Verse one. She walks out of the inner courtyard of Vṛṣabhānu's house at the first hour. Her feet leave the polished floor and meet the cool earth of the lane. Saffron is in the parting of her hair. The sky has not yet fully decided to be morning. The poet asks for nothing else than to be allowed to keep his attention on the soles of those feet as they move toward the cow-pen.
Verse two. She is the daughter of the moonlight and the river, raised in the upper rooms of Vṛṣabhānu's mansion, called by her mother in a voice the whole village can hear. Her companions have already begun to gather at the gate. The poet says: lotus-eyed one, friend of the gopīs, look here once.

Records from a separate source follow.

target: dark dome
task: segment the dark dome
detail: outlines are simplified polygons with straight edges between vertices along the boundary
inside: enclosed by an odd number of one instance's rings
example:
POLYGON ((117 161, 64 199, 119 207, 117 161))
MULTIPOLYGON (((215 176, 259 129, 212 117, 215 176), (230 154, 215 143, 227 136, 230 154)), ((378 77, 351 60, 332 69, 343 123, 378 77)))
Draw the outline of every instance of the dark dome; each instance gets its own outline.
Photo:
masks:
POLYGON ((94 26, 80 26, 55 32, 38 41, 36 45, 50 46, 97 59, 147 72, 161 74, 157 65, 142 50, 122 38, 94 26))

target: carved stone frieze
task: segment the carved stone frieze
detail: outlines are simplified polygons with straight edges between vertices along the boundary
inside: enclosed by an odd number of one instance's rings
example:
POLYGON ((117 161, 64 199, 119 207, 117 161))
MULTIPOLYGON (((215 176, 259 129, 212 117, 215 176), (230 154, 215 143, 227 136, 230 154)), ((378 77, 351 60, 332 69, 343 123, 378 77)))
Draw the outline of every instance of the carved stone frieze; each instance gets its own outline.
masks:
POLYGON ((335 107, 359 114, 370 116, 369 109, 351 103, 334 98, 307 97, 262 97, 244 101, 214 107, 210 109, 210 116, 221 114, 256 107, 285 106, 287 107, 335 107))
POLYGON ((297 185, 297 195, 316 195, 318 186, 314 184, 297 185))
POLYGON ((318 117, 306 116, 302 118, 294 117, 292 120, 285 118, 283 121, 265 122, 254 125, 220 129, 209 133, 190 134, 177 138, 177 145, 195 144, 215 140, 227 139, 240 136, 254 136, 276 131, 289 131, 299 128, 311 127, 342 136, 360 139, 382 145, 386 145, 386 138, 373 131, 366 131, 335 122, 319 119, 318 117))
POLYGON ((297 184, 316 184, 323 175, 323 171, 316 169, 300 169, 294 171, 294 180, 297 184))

Verse three. Her body is the color of fresh turmeric paste. Her sari is the blue of a peacock's neck. Around her wrists are bangles whose music is the music the whole forest will be tuned to today. The poet says: I am asking only to keep on noticing.
Verse four. She is the stream into which Krishna's attention flows the moment it leaves the cows. She is the still place in his playing of the flute. When the flute stops, she is what the silence is for. The poet, hearing the flute stop somewhere across the field, knows where the silence has gone.
Verse five. She is the queen of Vṛndāvana. The tamāla trees lean toward her. The yamunā curves to meet her. The kadamba lets fall its small yellow flowers in front of her without being shaken. The poet says: she is not a guest in this forest. The forest is the dress she has not yet finished putting on.
Verse six. She is the one whom the eight principal sakhīs surround as a circle of lamps surrounds a deity. Lalitā at her right. Viśākhā at her left. The other six in the outer ring. The poet, watching, sees that the sakhīs are not separate persons. They are the radiance her single body has been broken into so that the eye can bear it.
Verse seven. She is the inner happiness that Krishna himself has been chasing. He is the sea and she is the moon that pulls the sea. He is the fire and she is the wind that lets the fire burn. He is the song and she is the listener for whose sake the song was composed. The poet says: he is great. She is greater.
Verse eight. He who reads these eight verses with attention, says Rūpa, will not be granted wealth. Will not be granted a long life. Will not be granted heaven. Will be granted, instead, the small thing the verses have been describing: the seva of her feet in the kunja, in the morning, while the sky has not yet decided to be morning. The poet stops here. The hymn becomes the day.
The Rādhāṣṭakam is short enough to memorize in a week and deep enough that a lifetime does not finish it. The eight verses are not eight different topics. They are eight angles on the same body, the same gait, the same gaze. Whoever recites them daily finds that the day arranges itself around the person they describe.